Update README.md

lewtun · web-flow · commit dbfb32412443 · 2022-12-21T09:44:35.000+01:00
diff --git a/unit3/README.md b/unit3/README.md
@@ -42,7 +42,7 @@ _Diagram showing the text encoding process which transforms the input prompt int
 
 For this to work, we need to create a numeric representation of the text that captures relevant information about what it describes. To do this, SD leverages a pre-trained transformer model based on something called CLIP. CLIP's text encoder was designed to process image captions into a form that could be used to compare images and text, so it is well suited to the task of creating useful representations from image descriptions. An input prompt is first tokenized (based on a large vocabulary where each word or sub-word is assigned a specific token) and then fed through the CLIP text encoder, producing a 768-dimensional (in the case of SD 1.X) or 1024-dimensional (SD 2.X) vector for each token.
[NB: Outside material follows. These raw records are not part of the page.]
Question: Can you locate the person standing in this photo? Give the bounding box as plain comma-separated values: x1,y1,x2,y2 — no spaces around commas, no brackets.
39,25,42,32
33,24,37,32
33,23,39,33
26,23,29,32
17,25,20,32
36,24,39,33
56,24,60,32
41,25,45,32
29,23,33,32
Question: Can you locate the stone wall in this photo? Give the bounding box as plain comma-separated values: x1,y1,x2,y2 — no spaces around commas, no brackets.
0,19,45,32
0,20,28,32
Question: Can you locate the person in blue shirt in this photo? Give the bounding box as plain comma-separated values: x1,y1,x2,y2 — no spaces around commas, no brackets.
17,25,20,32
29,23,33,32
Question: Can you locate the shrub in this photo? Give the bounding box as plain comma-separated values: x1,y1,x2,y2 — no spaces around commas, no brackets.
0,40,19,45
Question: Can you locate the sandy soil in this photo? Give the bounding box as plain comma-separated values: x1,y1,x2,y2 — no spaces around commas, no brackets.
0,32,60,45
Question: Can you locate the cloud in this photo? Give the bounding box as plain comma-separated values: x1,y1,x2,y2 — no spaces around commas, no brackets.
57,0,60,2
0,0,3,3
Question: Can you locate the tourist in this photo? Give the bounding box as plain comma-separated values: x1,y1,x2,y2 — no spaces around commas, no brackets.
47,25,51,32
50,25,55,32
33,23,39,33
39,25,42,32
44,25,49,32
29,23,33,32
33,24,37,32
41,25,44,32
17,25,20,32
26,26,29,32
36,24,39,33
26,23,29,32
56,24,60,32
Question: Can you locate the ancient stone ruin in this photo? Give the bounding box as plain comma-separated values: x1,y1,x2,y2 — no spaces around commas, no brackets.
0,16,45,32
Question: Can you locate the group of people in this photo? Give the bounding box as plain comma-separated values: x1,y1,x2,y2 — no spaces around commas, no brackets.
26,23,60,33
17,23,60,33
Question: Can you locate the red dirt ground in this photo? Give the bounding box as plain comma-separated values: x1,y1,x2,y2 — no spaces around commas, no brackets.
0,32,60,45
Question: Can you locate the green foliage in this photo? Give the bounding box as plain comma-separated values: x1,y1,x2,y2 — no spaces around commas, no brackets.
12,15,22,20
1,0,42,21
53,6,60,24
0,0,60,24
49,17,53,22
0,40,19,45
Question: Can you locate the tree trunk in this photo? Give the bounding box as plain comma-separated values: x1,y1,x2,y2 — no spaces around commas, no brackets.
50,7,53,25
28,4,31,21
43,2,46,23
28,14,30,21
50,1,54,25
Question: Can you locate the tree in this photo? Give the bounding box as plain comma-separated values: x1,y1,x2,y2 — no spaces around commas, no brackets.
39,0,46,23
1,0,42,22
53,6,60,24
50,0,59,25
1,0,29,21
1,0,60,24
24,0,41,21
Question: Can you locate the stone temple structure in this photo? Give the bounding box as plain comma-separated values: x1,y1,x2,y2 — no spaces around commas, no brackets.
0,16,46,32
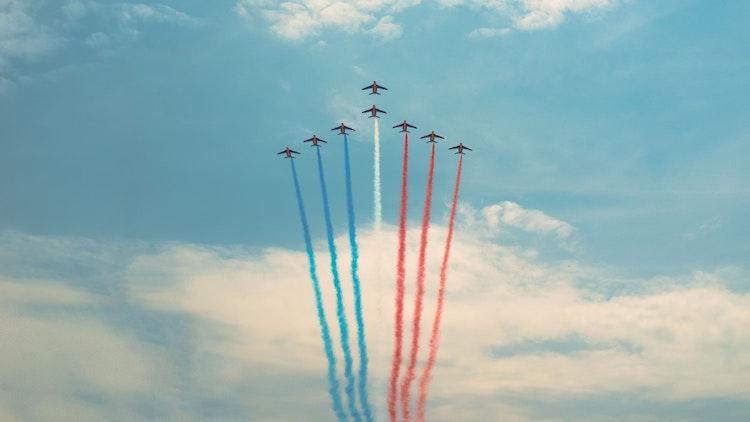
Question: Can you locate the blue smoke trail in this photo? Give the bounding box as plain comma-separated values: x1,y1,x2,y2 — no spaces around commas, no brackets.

To keep things consistent prompts are always padded/truncated to be 77 tokens long, and so the final representation which we use as conditioning is a tensor of shape 77x1024 per prompt.
 
-![conditioning diagram](sd_UNet_color.png)
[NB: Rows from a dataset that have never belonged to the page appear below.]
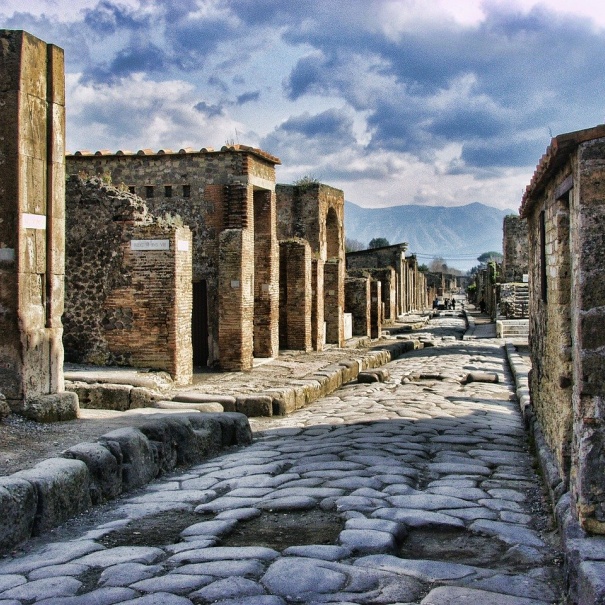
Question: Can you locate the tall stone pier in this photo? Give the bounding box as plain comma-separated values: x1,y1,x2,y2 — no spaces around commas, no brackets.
0,30,77,421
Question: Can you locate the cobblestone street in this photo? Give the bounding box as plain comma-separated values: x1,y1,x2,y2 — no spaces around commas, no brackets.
0,318,564,604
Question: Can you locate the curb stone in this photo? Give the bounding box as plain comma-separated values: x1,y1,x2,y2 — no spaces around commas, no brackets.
505,341,604,604
0,412,252,555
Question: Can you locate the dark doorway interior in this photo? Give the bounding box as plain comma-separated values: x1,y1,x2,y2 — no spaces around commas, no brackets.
192,280,208,366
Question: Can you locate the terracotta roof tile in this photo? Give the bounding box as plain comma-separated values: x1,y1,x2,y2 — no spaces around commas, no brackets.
520,123,605,216
67,144,281,165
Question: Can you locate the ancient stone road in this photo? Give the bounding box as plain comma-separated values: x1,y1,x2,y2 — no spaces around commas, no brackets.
0,318,564,604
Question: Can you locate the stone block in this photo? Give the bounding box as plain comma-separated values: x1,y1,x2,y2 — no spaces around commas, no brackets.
130,387,162,409
236,395,273,417
464,372,499,384
155,400,224,413
12,458,91,535
81,384,132,411
16,392,78,422
173,392,236,412
61,442,122,504
0,476,37,553
185,413,229,460
577,561,605,605
99,428,159,490
212,412,253,446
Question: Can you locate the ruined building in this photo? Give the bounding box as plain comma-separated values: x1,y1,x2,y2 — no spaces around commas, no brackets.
66,145,280,372
521,124,605,534
0,30,78,421
276,183,345,349
346,244,429,317
64,176,192,384
499,215,529,319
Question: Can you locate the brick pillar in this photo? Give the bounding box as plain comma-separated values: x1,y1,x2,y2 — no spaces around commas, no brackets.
253,189,279,359
324,259,344,346
345,277,371,337
0,30,77,420
279,239,312,351
370,280,382,339
218,228,253,371
311,259,325,350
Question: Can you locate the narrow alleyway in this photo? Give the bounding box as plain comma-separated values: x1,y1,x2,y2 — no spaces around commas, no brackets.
0,317,564,604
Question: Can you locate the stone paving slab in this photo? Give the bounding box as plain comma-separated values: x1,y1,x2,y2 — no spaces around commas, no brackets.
0,316,569,604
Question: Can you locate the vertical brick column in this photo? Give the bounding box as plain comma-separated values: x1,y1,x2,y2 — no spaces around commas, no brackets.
311,259,325,350
345,277,371,337
279,239,312,350
370,279,382,339
252,189,279,359
0,30,77,420
324,259,344,346
219,228,253,370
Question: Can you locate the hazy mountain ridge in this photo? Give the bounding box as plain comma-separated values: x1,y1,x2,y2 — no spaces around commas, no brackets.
344,201,516,270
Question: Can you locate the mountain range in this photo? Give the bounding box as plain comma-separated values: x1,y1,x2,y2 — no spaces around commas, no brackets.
344,201,516,271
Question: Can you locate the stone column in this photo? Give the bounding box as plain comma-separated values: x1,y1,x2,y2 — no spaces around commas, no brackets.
0,30,77,421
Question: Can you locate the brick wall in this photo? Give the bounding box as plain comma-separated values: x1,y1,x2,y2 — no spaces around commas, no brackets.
66,146,279,370
279,239,312,350
64,177,192,383
526,170,573,484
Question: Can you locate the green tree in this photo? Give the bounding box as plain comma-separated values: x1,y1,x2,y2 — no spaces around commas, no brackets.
477,251,503,264
368,237,390,249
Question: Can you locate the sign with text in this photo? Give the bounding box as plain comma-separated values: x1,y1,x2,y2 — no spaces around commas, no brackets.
131,239,170,251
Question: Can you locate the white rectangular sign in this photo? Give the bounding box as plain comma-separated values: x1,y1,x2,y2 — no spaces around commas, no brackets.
22,213,46,230
177,240,189,252
131,239,170,251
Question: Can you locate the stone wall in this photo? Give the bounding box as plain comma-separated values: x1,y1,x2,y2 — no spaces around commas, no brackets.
0,30,77,420
66,146,280,370
521,125,605,534
502,215,529,282
64,176,193,383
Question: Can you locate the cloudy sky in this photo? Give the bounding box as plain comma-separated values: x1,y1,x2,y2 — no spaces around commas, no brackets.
4,0,605,211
+![conditioning diagram](sd_unet_color.png)
 
 OK, so how do we actually feed this conditioning information into the UNet for it to use as it makes predictions? The answer is something called cross-attention. Scattered throughout the UNet are cross-attention layers. Each spatial location in the UNet can 'attend' to different tokens in the text conditioning, bringing in relevant information from the prompt. The diagram above shows how this text conditioning (as well as timestep-based conditioning) is fed in at different points. As you can see, at every level the UNet has ample opportunity to make use of this conditioning!